Is YOLOR Better and Faster than YOLOv4?

Ritesh Kanjee
Augmented AI
Published in
10 min readJul 3, 2021

Introduction

YoloR just got released, but is it better and faster than YoloV4, Scaled YoloV4, YoloV5 and PP-YOLOv2? Well In order to answer this question we first have to review this ground breaking academic paper by Chein-Yao Wang and team to find out..

  • What exactly is YoloR,
  • Whats unique in its architecture,
  • How it works,
  • What results they achieved as well as
  • How it compares to other state of the art models.

..So lets get right into it!

Video version of this article.

But before we get into the main content, we will be launching a Comprehensive Course on YoloR, in which we are going to be covering implementation, building various applications for object detection and DeepSORT tracking, as well as integrating it with a StreamLit UI for building your own YoloR web apps.

You can sign up for the YoloR Beginners Course right over HERE when it becomes available.

Back to the topic at hand.

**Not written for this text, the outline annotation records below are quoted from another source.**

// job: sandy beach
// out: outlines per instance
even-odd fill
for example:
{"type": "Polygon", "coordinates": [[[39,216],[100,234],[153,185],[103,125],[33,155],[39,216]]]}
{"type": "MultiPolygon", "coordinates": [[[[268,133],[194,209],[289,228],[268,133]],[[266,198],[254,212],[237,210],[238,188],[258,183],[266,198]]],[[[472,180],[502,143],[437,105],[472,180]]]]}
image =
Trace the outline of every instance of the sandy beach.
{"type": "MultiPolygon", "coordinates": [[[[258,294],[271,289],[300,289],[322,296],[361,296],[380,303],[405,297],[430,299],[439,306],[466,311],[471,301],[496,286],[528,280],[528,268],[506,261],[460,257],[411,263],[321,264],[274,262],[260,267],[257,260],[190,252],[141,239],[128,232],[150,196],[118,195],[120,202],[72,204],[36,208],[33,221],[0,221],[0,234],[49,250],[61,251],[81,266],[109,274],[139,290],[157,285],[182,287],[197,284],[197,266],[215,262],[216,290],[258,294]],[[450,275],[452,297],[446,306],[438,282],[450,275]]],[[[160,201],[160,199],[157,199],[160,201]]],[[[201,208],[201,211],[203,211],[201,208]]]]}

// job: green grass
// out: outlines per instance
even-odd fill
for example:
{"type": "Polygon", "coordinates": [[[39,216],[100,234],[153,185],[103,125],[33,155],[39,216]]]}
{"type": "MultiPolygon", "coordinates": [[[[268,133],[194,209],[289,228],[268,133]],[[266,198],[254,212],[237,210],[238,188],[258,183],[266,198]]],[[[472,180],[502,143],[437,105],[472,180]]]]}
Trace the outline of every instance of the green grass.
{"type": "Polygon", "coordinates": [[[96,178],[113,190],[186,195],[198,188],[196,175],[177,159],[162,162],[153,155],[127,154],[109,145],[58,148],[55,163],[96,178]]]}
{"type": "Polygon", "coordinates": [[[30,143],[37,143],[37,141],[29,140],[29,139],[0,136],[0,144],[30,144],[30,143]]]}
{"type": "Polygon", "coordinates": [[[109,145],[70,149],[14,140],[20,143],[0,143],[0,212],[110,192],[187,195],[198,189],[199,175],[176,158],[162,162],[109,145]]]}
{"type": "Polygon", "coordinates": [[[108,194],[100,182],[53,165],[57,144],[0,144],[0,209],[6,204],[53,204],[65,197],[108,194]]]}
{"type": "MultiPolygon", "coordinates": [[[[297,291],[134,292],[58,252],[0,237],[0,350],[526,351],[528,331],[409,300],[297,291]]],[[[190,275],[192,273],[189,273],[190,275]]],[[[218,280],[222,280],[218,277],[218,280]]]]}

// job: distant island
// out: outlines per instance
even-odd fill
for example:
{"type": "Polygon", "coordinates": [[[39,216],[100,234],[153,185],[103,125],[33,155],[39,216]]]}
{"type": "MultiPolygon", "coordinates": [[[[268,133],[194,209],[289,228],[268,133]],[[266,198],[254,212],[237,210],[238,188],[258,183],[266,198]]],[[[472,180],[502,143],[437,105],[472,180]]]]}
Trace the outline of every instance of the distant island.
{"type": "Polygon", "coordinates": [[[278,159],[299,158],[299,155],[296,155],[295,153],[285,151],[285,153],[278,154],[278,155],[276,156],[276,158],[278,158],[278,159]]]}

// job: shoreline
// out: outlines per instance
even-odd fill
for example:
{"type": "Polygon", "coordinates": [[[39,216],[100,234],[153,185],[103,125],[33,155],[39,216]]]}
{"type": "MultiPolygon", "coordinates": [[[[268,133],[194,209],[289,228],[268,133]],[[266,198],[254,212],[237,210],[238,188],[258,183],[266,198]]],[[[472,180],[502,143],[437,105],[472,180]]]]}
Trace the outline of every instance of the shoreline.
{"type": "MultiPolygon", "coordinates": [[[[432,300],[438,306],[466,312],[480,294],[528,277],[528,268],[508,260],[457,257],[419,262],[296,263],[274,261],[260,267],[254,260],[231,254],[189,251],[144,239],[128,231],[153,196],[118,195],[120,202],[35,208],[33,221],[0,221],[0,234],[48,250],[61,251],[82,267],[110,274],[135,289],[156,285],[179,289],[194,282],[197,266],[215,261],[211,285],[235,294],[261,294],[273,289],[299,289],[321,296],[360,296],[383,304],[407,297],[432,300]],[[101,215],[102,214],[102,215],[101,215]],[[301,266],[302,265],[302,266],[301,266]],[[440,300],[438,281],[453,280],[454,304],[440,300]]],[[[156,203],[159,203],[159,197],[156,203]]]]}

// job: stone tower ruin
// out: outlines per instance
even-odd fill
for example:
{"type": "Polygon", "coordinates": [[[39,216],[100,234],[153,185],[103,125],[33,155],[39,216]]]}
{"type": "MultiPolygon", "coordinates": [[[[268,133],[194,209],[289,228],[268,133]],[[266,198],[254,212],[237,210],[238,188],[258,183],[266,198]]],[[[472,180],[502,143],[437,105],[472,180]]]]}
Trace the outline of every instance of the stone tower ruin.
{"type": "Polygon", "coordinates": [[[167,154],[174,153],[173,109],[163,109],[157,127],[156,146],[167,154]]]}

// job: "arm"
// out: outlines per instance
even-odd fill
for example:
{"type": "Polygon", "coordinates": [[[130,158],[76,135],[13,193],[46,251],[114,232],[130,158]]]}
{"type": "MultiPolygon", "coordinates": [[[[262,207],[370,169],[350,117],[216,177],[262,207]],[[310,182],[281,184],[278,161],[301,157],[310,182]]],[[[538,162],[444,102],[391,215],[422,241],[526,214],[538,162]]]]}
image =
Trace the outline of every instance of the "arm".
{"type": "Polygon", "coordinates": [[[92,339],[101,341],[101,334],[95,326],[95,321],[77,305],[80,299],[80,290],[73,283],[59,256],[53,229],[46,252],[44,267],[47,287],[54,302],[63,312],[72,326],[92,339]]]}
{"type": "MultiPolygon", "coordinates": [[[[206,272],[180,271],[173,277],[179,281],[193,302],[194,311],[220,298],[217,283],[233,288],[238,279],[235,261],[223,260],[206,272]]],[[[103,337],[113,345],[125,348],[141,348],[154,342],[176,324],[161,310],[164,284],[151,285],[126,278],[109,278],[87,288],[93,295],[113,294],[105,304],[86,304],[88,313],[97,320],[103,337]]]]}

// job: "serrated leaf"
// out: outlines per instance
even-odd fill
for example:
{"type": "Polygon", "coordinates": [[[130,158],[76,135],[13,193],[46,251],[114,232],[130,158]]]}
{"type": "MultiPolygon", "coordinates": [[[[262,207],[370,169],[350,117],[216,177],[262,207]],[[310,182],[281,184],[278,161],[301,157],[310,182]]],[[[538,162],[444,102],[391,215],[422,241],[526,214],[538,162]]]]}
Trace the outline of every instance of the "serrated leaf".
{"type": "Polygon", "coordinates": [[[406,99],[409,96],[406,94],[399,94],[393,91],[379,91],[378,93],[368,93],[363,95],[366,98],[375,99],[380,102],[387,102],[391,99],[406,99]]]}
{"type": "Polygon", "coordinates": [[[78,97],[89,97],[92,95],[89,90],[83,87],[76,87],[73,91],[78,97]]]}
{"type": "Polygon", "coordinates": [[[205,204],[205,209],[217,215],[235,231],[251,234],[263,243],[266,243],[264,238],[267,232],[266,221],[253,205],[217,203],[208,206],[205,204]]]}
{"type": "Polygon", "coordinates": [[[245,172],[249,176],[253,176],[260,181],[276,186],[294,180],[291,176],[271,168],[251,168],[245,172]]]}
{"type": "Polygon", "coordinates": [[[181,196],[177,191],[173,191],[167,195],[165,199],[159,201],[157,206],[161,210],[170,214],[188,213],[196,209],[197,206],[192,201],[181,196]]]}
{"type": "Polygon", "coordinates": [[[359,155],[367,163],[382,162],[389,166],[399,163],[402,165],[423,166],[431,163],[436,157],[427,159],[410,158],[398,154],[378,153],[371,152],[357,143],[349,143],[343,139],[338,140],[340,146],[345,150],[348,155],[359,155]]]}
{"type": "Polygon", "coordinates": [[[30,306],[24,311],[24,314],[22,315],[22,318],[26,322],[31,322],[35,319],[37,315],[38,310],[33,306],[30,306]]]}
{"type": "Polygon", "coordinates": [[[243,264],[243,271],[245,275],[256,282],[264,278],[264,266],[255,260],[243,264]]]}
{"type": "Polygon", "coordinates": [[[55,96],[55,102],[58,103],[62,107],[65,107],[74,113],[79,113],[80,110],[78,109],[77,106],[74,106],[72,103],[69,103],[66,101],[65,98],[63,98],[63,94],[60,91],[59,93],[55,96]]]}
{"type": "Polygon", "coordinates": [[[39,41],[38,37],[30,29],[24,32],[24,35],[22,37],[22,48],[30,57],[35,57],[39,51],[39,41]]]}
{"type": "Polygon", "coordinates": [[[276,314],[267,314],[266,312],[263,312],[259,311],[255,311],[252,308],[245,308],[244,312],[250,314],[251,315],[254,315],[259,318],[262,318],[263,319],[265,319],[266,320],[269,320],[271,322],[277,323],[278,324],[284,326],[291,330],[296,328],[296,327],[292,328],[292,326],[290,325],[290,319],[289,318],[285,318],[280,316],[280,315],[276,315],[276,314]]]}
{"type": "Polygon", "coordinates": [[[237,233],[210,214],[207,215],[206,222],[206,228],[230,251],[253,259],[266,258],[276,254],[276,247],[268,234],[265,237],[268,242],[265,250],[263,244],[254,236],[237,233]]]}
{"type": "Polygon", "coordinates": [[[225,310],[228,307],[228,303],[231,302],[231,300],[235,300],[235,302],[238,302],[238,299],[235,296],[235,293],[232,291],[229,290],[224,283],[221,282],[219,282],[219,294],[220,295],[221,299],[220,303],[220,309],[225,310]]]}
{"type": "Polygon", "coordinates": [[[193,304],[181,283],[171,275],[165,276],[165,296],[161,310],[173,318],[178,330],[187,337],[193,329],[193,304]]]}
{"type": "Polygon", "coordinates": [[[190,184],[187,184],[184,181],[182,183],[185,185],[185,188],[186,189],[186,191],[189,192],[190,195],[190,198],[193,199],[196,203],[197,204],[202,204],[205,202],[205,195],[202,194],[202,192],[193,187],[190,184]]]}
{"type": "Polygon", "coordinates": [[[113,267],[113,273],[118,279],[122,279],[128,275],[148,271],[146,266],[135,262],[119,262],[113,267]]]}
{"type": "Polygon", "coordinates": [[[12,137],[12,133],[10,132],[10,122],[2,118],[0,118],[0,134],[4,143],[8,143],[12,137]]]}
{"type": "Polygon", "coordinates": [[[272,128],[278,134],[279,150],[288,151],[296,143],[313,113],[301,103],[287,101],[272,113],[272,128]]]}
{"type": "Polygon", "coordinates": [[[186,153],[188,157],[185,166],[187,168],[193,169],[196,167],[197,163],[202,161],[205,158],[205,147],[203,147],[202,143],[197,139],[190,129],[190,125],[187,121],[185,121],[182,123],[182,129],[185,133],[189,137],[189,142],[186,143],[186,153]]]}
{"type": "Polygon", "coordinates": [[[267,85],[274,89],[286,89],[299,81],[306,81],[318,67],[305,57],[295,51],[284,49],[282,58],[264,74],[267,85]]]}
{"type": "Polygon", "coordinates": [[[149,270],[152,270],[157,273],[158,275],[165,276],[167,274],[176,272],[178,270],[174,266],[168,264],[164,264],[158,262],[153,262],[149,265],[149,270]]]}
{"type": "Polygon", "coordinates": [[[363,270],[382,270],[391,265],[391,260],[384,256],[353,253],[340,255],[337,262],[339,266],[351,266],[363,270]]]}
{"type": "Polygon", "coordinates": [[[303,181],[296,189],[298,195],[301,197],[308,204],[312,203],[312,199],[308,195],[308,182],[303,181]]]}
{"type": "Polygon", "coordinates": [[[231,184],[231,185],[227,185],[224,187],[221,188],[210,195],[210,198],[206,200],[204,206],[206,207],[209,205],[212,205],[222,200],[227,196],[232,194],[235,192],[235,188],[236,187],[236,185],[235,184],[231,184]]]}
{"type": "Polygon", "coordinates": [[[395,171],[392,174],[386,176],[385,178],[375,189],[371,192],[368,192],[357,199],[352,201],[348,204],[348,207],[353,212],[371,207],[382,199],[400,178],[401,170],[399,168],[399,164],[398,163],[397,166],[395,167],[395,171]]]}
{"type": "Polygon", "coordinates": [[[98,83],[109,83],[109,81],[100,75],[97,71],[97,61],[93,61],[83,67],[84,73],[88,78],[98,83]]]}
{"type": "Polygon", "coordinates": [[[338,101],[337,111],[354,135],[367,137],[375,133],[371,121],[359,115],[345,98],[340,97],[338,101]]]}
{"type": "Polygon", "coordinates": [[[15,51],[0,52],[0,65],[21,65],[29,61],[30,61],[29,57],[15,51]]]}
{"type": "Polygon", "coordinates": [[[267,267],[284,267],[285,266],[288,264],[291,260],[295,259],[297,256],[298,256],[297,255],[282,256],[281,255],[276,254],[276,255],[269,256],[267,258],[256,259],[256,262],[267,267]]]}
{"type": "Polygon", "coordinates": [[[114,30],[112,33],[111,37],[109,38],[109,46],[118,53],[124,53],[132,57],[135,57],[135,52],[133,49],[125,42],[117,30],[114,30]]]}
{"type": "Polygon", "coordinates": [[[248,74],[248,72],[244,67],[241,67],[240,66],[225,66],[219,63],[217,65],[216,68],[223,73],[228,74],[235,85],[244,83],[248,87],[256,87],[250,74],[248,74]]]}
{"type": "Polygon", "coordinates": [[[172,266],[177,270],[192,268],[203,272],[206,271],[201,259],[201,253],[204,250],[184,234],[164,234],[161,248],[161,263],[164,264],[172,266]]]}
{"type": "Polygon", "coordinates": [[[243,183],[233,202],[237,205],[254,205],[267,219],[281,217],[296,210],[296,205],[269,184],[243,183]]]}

So we know what YOLO stands for right.. You Only Look Once right, but YoloR is slightly different. The authors labeled their paper You Only Learn One Representation — Unified Networks for Multiple Tasks — At first this does not make much sense, but after reading their paper or this article, you’ll see that the title wraps up what its about, quite nicely!

The YOLOR paper that I have defaced with my highlighter.[1]

Explicit and Implicit Knowledge

So say that you and I had to look at a person for example, as humans, we can recognize that it’s a person quite easily. Well so can a Convolutional Neural Network (CNN). However, both you and I can also recognize where the hands and legs are, what the person is wearing, where they are located, is it in a room or outside, are they standing or jumping or playing Fortnight. A CNN can only do one thing and do that one task robustly, but fail miserably at other tasks. Why is this? Well it comes down to 2 things:

  1. Explicit, &
  2. Implicit Knowledge.

Explicit knowledge is known as normal learning, or things that you learn consciously. If I walk up to you and say that this is a doge, you will be like aha, that is doge.

Implicit knowledge on the other hand refers to the knowledge learnt subconsciously, sort of like riding a bike or learning how to walk. Its derived from experience. So both knowledge types learned through normal or subconscious learning will be encoded and stored in the brain to perform for various tasks.

Its also possible that if you apply the like transformation for the network to follow my channel Augmented Startups, that will help me to share my future implicit and explicit knowledge with you guys, see what I did there ;) haha…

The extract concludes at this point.